It's the time of year for New resolutions, so I was thinking about what security people could do differently to help make 2008 better than 2007 for software security.
One thing I came up with. Speak to your purchasing people (if you've got some) or anyone else who approves software purchases in your company and get a criteria added to your purchasing policy that requires software vendors to explain how they ensure the security of the software they're selling you.
After all, software companies are selling you products to help you run your business, and these days if they're selling you vulnerable products it's quite likely to have a negative effect on your company, either through security breaches which exploit the vulnerabilities or through the time you have to spend patching the software they provide.
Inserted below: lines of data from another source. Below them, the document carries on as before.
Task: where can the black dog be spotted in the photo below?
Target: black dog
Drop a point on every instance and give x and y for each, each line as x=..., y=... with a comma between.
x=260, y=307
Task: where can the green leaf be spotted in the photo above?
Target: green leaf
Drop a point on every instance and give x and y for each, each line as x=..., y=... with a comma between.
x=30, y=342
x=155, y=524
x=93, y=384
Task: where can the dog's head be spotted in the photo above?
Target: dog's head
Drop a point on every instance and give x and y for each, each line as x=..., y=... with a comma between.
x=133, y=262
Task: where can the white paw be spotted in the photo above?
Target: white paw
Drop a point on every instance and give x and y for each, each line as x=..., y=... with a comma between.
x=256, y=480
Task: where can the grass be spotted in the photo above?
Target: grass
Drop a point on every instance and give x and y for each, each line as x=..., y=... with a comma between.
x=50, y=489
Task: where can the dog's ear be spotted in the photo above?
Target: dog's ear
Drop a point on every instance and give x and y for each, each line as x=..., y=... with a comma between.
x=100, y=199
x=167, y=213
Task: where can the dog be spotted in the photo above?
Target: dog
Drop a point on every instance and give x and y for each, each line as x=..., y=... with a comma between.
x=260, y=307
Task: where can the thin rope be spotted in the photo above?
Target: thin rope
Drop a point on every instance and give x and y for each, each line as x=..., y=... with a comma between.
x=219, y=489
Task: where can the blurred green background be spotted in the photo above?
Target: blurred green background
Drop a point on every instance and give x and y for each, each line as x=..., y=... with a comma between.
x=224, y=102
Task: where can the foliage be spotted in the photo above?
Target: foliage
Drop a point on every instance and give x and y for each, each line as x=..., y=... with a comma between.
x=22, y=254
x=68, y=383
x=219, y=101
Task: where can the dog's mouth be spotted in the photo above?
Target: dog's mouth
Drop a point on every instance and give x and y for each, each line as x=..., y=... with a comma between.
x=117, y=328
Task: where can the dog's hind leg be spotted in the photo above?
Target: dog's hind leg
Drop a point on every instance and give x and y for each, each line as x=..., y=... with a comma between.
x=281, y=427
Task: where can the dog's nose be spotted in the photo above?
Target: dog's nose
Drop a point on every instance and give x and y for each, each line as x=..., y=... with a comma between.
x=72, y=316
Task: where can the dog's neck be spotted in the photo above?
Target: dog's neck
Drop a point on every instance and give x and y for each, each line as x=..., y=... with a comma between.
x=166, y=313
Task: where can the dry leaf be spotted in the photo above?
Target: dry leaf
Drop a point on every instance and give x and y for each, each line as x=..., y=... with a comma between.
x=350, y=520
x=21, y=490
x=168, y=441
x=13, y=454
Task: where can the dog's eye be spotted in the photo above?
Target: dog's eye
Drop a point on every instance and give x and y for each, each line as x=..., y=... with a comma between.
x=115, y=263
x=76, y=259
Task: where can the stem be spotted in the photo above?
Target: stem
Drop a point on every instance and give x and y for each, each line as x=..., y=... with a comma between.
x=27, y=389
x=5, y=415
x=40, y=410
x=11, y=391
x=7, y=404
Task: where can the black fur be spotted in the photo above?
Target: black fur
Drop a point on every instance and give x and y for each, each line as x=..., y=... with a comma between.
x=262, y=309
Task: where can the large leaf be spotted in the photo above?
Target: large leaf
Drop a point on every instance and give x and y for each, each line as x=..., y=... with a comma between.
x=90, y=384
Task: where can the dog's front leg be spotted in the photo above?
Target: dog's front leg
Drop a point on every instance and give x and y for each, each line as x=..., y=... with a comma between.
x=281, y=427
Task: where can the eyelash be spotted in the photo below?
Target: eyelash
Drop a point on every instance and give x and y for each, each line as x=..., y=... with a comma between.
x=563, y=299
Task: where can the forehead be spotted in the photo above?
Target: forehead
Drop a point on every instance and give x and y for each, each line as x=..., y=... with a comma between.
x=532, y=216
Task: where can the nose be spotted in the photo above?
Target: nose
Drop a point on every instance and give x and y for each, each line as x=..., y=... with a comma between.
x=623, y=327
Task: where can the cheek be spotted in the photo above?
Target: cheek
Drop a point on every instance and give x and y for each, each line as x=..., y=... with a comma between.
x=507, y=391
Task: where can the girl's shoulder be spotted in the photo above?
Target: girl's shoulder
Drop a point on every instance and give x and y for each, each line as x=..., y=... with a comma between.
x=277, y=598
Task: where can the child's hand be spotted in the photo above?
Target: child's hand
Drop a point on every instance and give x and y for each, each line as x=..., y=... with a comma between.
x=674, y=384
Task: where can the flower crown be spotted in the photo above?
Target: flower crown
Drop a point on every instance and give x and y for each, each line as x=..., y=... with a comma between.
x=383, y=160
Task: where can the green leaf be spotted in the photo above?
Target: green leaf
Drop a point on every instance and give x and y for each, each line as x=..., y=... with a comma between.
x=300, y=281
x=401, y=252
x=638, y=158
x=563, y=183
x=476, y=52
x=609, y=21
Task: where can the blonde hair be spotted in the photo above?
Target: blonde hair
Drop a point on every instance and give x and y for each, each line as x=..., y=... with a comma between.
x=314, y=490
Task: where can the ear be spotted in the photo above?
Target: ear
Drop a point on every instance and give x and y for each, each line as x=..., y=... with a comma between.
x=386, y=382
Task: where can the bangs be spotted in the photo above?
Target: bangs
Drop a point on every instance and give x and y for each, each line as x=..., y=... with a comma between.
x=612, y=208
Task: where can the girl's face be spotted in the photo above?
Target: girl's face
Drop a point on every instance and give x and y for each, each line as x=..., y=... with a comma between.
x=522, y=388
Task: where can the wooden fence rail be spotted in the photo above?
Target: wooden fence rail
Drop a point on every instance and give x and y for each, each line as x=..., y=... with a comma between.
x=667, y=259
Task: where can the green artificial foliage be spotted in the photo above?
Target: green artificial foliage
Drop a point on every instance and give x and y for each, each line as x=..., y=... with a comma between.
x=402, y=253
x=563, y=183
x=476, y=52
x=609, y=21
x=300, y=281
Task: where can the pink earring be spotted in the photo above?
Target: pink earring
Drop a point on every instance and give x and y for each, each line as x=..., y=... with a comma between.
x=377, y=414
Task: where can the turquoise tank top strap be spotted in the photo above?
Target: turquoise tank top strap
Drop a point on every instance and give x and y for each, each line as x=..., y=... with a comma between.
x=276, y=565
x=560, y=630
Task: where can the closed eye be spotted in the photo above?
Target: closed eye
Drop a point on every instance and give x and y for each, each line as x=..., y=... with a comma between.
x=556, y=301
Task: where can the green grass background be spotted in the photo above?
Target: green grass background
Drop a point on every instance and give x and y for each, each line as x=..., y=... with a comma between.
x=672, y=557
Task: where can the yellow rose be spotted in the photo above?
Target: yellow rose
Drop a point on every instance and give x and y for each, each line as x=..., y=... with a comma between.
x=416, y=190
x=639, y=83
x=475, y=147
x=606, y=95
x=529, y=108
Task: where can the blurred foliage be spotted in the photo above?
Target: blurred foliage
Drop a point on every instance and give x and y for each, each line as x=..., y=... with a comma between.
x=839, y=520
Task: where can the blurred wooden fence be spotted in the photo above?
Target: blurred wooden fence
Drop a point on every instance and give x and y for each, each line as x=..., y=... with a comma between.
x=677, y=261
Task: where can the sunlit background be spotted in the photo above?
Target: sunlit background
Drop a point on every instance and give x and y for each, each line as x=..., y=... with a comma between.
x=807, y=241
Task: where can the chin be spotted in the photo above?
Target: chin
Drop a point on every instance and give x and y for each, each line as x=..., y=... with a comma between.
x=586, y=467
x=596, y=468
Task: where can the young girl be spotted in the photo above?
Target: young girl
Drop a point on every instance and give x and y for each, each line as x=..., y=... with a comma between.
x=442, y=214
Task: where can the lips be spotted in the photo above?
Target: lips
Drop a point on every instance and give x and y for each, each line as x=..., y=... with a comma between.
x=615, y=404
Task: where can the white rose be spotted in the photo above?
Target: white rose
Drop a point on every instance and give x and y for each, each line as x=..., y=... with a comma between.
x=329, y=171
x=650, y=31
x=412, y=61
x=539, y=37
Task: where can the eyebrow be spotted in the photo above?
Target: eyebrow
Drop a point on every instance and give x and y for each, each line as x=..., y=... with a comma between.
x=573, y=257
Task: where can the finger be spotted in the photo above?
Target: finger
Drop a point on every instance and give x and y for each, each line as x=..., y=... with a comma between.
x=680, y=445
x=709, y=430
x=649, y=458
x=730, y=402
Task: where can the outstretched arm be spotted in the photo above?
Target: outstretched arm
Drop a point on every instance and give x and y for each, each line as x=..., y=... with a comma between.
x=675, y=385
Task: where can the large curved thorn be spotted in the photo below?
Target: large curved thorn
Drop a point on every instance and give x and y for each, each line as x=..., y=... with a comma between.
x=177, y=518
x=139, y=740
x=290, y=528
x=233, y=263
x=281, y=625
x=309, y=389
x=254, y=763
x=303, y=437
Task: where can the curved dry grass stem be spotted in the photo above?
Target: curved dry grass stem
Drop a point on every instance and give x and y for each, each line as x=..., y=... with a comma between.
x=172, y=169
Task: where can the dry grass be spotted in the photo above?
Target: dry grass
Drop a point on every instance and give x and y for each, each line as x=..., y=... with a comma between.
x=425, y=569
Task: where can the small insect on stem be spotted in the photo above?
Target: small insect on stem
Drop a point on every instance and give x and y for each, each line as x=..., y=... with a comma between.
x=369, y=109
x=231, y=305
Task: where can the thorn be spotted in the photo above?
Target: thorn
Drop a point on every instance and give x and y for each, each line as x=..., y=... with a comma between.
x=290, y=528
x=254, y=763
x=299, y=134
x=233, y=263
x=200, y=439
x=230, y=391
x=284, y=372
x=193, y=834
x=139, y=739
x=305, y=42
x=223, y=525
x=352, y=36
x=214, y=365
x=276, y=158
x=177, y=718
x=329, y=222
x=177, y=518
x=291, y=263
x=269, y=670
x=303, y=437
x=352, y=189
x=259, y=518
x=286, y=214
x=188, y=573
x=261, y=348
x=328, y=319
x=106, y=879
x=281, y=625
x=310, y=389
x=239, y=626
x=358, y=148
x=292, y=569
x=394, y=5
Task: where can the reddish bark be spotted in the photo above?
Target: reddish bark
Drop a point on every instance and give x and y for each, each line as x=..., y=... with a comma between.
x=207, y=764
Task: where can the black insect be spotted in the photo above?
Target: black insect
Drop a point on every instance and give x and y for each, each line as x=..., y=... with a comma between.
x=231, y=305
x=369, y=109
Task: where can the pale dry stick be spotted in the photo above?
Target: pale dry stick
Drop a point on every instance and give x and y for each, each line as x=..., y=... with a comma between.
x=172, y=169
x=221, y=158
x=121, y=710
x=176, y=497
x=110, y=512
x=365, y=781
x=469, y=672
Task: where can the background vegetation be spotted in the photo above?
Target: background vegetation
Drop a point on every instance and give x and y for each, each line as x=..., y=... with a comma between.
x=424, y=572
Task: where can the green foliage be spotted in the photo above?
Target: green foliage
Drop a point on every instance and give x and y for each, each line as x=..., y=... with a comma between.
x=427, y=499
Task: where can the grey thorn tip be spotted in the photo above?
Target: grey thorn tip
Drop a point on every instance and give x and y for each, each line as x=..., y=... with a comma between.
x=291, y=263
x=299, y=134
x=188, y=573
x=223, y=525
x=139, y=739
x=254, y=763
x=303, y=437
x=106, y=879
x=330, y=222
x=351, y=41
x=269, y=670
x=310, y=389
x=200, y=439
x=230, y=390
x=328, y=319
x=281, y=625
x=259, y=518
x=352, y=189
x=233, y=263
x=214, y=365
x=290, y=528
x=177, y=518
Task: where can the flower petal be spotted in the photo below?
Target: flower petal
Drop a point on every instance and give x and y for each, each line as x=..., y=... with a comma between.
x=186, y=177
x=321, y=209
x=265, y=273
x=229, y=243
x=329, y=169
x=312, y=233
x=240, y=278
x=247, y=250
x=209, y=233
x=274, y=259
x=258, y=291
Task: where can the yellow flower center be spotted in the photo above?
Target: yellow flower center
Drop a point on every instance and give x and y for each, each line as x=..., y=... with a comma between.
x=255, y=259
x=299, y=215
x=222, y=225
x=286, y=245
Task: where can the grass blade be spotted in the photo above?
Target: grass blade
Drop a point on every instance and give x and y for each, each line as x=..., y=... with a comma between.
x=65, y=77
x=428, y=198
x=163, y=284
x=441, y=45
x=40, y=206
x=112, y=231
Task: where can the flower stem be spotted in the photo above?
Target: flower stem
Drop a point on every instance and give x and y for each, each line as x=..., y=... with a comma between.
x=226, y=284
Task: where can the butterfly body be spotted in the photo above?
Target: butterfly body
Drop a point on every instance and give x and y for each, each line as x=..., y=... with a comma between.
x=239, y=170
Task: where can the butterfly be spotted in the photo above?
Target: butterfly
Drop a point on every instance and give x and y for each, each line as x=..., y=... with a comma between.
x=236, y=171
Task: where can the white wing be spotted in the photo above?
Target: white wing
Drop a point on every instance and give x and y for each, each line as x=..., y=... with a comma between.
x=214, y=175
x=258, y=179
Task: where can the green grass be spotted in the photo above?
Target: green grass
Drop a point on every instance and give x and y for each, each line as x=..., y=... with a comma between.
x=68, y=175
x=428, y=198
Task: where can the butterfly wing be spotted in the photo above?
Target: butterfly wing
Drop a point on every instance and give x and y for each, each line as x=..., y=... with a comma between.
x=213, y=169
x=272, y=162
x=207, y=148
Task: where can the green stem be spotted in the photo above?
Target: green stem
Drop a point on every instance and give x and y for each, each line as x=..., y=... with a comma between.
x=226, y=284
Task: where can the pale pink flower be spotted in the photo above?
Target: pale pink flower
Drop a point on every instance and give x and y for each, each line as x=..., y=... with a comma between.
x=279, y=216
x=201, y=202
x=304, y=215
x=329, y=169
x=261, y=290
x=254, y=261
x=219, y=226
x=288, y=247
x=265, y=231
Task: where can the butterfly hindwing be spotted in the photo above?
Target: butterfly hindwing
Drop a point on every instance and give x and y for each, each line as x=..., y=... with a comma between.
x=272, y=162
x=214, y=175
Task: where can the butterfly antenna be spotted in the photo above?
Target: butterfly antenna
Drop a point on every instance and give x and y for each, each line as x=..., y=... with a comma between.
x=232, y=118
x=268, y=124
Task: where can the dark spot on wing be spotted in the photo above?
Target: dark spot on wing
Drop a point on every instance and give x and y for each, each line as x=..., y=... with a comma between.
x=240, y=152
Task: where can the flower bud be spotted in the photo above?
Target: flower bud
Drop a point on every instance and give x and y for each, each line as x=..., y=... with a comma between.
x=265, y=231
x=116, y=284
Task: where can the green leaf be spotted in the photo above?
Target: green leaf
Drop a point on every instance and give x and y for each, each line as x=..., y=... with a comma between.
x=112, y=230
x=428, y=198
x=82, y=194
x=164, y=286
Now I'm not suggesting that any software you buy will be perfect, but if you make software security a criteria in whether you purchase "package A" or "package B" you give the vendors an incentive to improve the security of their software.
Of course there's the problem of how you actually evaluate their claims... At one level there's the obvious case of listening to what they tell you and asking some searching questions like
"how many vulnerabilities has your product had in the last year" and "what's your policy towards vulnerability researchers and disclosure". Beware of companies who say that their sofware has no vulnerabilities. It's very likely that their either lying or in denial!
Above that another option would be getting your suppliers to submit their software for an independent 3rd party assessment (like the ones Veracode supply). This probably works best for large companies buying critical applications, but I think it's a good idea, in principle anyway, as it helps validate a software suppliers claims of security.